Dr. John Williams, of WCU’s Forensic Anthropology programs, will be presenting two Science of Teaching and Learning sessions at the American Academy of Forensic Sciences based on his bone trauma class, Anthropology 401. The first will be a presentation workshop on “Innovative Teaching with Active Learning Methods – Implementation in Forensic Science Education,” and the second will be an oral presentation in a section entitled “Forensic Education Matters.”
Dr. Williams has earned this great opportunity from the research he has gathered in his team-based directed classroom experiments in his bone trauma classes. Several years ago he became interested in active learning through bone trauma, specifically with bone fractures. Originally, these classes followed a straight lecture format, but Dr. Williams then developed an experiment involving deer bones that were used to demonstrate how various events, like fractures, could occur. With this came the want for specialized classes on bone trauma that other universities didn’t offer. From there, he decided to participate in the Coulter Faculty Commons annual Summer Institute of Teaching and Learning to further develop his practices.
Dr. Williams evolved the course from simple activity-based to project-based learning, and refined his experiments, giving the students structure, but also enough flexibility to work on their own.
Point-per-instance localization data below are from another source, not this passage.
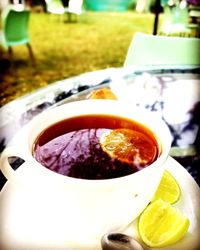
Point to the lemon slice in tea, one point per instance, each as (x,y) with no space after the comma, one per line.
(168,189)
(161,225)
(129,146)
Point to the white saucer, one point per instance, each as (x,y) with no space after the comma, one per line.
(26,224)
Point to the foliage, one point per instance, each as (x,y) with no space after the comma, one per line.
(62,49)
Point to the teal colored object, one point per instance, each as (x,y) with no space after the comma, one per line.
(107,5)
(15,29)
(146,49)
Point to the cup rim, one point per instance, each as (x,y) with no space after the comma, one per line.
(100,105)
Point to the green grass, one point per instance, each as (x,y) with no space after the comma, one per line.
(98,40)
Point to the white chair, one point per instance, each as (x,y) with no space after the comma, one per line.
(148,49)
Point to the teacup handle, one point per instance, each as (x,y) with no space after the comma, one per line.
(5,166)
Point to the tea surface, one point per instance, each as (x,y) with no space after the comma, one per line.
(72,147)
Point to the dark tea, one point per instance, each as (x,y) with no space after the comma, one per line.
(96,147)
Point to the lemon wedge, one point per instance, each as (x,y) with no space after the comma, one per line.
(161,225)
(168,189)
(129,146)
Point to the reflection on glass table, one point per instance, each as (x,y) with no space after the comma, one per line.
(171,92)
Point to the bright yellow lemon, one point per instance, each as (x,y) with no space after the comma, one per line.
(129,146)
(161,225)
(168,189)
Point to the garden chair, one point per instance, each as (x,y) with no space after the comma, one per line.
(55,7)
(15,30)
(146,49)
(74,9)
(176,19)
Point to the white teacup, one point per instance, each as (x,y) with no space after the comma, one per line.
(91,207)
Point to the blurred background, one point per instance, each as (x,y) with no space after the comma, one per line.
(68,38)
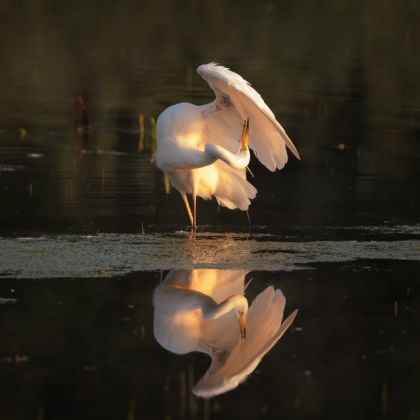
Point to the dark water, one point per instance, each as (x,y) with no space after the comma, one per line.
(88,229)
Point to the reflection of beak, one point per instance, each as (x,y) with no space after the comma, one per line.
(242,324)
(245,135)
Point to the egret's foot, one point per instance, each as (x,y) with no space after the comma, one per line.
(242,324)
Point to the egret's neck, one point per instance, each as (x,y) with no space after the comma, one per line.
(237,302)
(239,160)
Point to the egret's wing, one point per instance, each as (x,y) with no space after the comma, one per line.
(235,101)
(231,366)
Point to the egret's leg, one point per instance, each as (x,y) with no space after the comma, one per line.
(187,206)
(195,189)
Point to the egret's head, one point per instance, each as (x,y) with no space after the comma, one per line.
(245,135)
(242,324)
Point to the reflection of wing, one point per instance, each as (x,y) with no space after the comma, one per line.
(219,284)
(264,329)
(235,101)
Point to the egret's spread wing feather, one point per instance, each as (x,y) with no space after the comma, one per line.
(237,100)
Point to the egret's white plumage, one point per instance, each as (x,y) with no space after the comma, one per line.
(202,151)
(197,310)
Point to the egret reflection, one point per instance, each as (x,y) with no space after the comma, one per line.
(206,311)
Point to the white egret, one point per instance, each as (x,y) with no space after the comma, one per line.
(206,311)
(201,150)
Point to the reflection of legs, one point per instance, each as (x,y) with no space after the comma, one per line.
(187,206)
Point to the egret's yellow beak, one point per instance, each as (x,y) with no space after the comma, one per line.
(245,135)
(242,324)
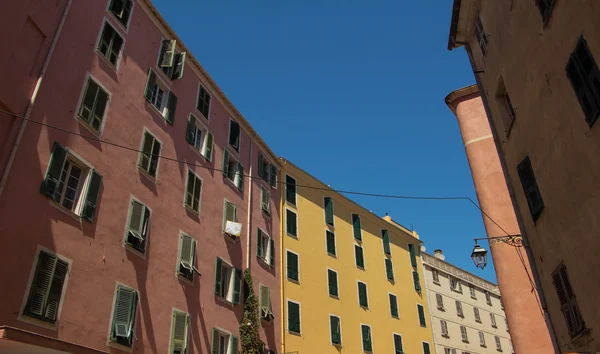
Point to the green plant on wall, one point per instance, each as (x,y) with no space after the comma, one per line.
(251,343)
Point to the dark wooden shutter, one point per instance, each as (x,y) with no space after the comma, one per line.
(55,166)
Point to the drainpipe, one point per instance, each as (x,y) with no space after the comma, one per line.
(38,84)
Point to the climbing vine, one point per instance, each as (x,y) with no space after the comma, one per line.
(250,340)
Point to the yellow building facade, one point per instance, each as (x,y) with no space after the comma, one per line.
(352,282)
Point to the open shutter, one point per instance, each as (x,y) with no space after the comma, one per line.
(171,106)
(91,197)
(168,53)
(179,66)
(237,281)
(150,85)
(218,270)
(51,181)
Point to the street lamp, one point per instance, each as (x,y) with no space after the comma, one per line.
(479,254)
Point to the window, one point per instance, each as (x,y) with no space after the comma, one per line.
(223,343)
(332,282)
(160,97)
(265,201)
(481,36)
(328,206)
(568,302)
(233,170)
(358,256)
(123,320)
(330,236)
(421,312)
(585,79)
(93,105)
(291,224)
(440,301)
(170,62)
(110,44)
(227,281)
(472,291)
(203,104)
(481,339)
(398,344)
(385,238)
(444,328)
(149,155)
(366,337)
(199,138)
(137,231)
(476,313)
(336,330)
(265,249)
(122,10)
(179,332)
(394,306)
(294,317)
(363,299)
(46,288)
(71,184)
(290,190)
(389,269)
(459,311)
(498,343)
(193,192)
(356,227)
(187,257)
(265,303)
(293,266)
(464,335)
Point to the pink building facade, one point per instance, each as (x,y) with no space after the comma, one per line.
(127,229)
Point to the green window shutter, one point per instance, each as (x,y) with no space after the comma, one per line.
(237,282)
(416,281)
(421,311)
(332,282)
(358,254)
(362,295)
(393,305)
(413,255)
(91,197)
(54,171)
(171,106)
(336,337)
(398,344)
(330,242)
(385,237)
(356,227)
(328,210)
(168,53)
(150,85)
(179,66)
(218,270)
(389,269)
(366,337)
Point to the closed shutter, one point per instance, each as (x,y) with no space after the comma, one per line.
(385,237)
(91,197)
(54,171)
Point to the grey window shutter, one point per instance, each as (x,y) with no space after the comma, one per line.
(150,85)
(91,198)
(168,53)
(179,66)
(171,106)
(237,280)
(218,270)
(54,171)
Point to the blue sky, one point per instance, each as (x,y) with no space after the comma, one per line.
(353,92)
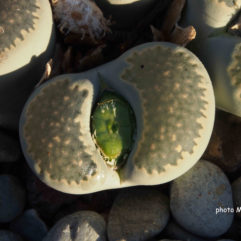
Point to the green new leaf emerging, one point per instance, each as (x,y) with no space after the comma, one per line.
(113,125)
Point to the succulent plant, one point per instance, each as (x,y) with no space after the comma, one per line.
(172,98)
(218,46)
(209,16)
(113,128)
(222,57)
(125,13)
(26,44)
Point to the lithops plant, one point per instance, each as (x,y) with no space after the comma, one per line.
(172,98)
(209,16)
(113,128)
(125,13)
(222,57)
(217,22)
(26,44)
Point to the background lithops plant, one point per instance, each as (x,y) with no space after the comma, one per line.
(26,44)
(216,22)
(209,16)
(222,57)
(125,13)
(171,95)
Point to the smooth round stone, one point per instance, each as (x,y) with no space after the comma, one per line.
(6,235)
(36,229)
(9,148)
(236,187)
(81,226)
(174,231)
(201,200)
(137,214)
(12,198)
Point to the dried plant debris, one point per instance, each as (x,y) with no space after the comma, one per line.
(81,17)
(235,26)
(170,30)
(88,44)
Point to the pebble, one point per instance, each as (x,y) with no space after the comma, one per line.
(6,235)
(12,198)
(174,231)
(224,147)
(197,195)
(137,214)
(42,198)
(9,148)
(236,187)
(36,229)
(81,226)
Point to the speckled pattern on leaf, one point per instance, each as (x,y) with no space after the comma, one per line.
(52,132)
(234,70)
(229,3)
(15,16)
(168,76)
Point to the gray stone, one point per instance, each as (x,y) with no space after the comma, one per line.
(197,195)
(36,229)
(137,214)
(174,231)
(6,235)
(81,226)
(9,148)
(236,187)
(12,198)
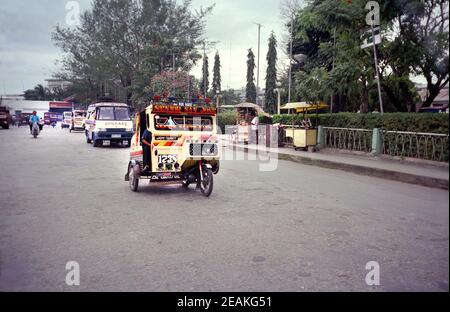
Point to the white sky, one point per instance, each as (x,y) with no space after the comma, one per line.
(28,56)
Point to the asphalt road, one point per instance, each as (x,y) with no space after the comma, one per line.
(297,228)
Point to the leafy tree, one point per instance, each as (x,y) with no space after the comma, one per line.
(250,90)
(216,84)
(417,44)
(230,97)
(129,42)
(204,87)
(271,75)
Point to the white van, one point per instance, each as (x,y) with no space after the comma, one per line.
(108,123)
(67,120)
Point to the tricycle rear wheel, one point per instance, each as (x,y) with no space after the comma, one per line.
(133,179)
(206,185)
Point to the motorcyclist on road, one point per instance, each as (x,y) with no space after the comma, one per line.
(33,118)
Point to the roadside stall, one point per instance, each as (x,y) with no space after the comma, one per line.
(303,136)
(245,111)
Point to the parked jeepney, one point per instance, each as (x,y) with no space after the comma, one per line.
(108,123)
(78,120)
(184,145)
(245,114)
(50,118)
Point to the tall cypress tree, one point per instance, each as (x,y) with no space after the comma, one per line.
(250,89)
(205,77)
(216,85)
(271,76)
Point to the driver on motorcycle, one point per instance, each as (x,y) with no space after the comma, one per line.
(33,118)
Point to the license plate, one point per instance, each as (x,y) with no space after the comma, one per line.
(167,159)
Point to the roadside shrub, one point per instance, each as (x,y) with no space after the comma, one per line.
(226,118)
(413,122)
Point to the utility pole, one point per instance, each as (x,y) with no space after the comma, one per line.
(257,70)
(290,59)
(334,52)
(204,69)
(173,71)
(377,76)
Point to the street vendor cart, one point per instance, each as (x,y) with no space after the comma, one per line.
(303,136)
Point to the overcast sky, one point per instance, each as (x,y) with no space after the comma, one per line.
(28,56)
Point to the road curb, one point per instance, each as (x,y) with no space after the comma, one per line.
(362,170)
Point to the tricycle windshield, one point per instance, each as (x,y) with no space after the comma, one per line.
(183,123)
(79,114)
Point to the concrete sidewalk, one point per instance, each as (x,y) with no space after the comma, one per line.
(426,173)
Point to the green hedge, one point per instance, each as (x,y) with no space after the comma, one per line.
(414,122)
(226,119)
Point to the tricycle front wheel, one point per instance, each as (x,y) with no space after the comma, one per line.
(206,185)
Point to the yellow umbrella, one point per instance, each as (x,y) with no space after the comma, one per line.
(306,107)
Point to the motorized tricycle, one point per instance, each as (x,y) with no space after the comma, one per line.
(184,146)
(78,120)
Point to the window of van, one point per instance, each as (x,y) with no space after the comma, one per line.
(183,123)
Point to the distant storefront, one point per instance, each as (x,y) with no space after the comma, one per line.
(18,105)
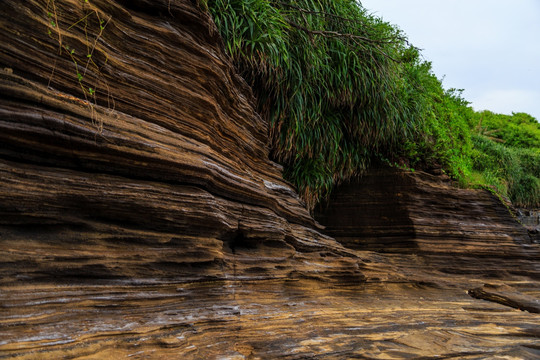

He discussed the great “Ah Ha” moments that students would achieve through the project, and how he wanted all the students to have that moment. Several of the students went on to develop their own projects and attend NCUR as a result of the class.
Dr. John Williams is a board-certified forensic anthropologist and Professor of Anthropology at Western Carolina University. He is in his 38th year as a university professor and has taught a variety of courses in physical and forensic anthropology. This past year Dr. Williams joined the Council of Forensic Science Educators. His forensic research interest is in the interpretation of bone trauma. This led him to explore engaged learning as a method of improving student comprehension and involvement in the learning process. He is also a Diplomate-American Board of Forensic Anthropology, a Fellow of American Academy of Forensic Sciences.